Child Development: School-Agers
Blink—and They're Running Out the Door
Get the camera ready, it's the first day of school! There stands your child at the bus stop, sporting an oversized backpack. It's going to be a wild ride the next few years: homework hassles, power struggles and eye-rolling! Friends will become your child's lifeline—and will matter much more than parents.
That's not fair! School-agers begin to develop their own opinions. They are gaining both reasoning and decision-making skills. Your child is creating a bridge between relying on you and becoming his or her own person.

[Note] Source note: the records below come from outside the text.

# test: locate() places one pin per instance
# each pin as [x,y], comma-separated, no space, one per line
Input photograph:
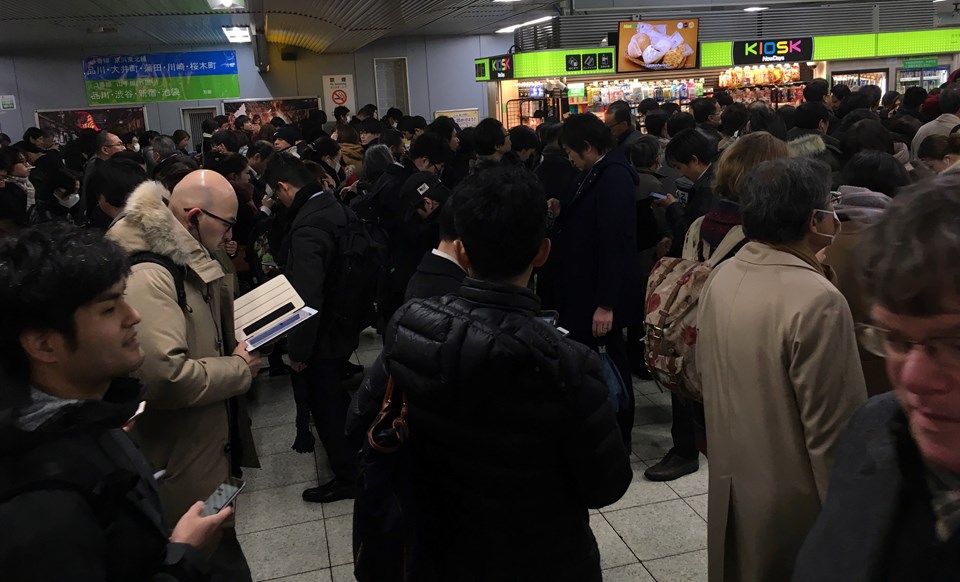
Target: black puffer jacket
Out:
[513,435]
[63,530]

Encourage school-agers to express opinions and toughts in ways that are okay. At school, your child will need to be able to make independent decisions. Practice this at home by encouraging your child to come up with solutions to problems. Encourage creatitivity so yor child can come up with multiple ideas.
All set and ready to go. Physically, this age group can do many things. They may be able to ride a bike, swim, catch a ball well and even balance on one foot. Encourage trying different activities and sports so your child can figure out likes, dislikes and special talents.
Reading is fundamental. Most children by age 7 can sound out words, are learning to read and can follow directions. Older children may begin to read for pleasure. Encourage reading daily and provide help as needed to sound out words. Talk to your child's teacher to ensure reading at the appropriate grade level- and seek additional help as needed. Learning to read at grade level now is critical for your child's success in higer grades.
You know better. Reasoning skills have begun to develop as well as impulse control. School-ages bring to understand right and wrong—and not just the rules. Letting your child experience natural consequences of poor decisions or poor behavior is an effective form of discipline for this age group. Over-preaching often falls on deaf ears. Hand out a consequence with a simple explanation—and no more.
Keep the conversations going. School-agers are coming in contact with different people and different situations daily. They may have a lot of questions, and you may have the answers! Find time to listen to what your child has to say and show that you are listening by being understanding. You do not ahv eto always fix the problem—sometimes your child just wants to be heard. Answer questions by providing information that is age-appropriate and honest. Create opportunities for honest conversation now and your child may continiue to come to you in later years.
Girls begin to develop quicker than boys. Body changes may cause embarrassment and the need for privacy. Be honest with your child and talk about what changes to expect. Discuss with your pediatrician and concerns you have about physical development and emotional concerns. Invite your child to share with you or another close adult and questions about physical or social changes.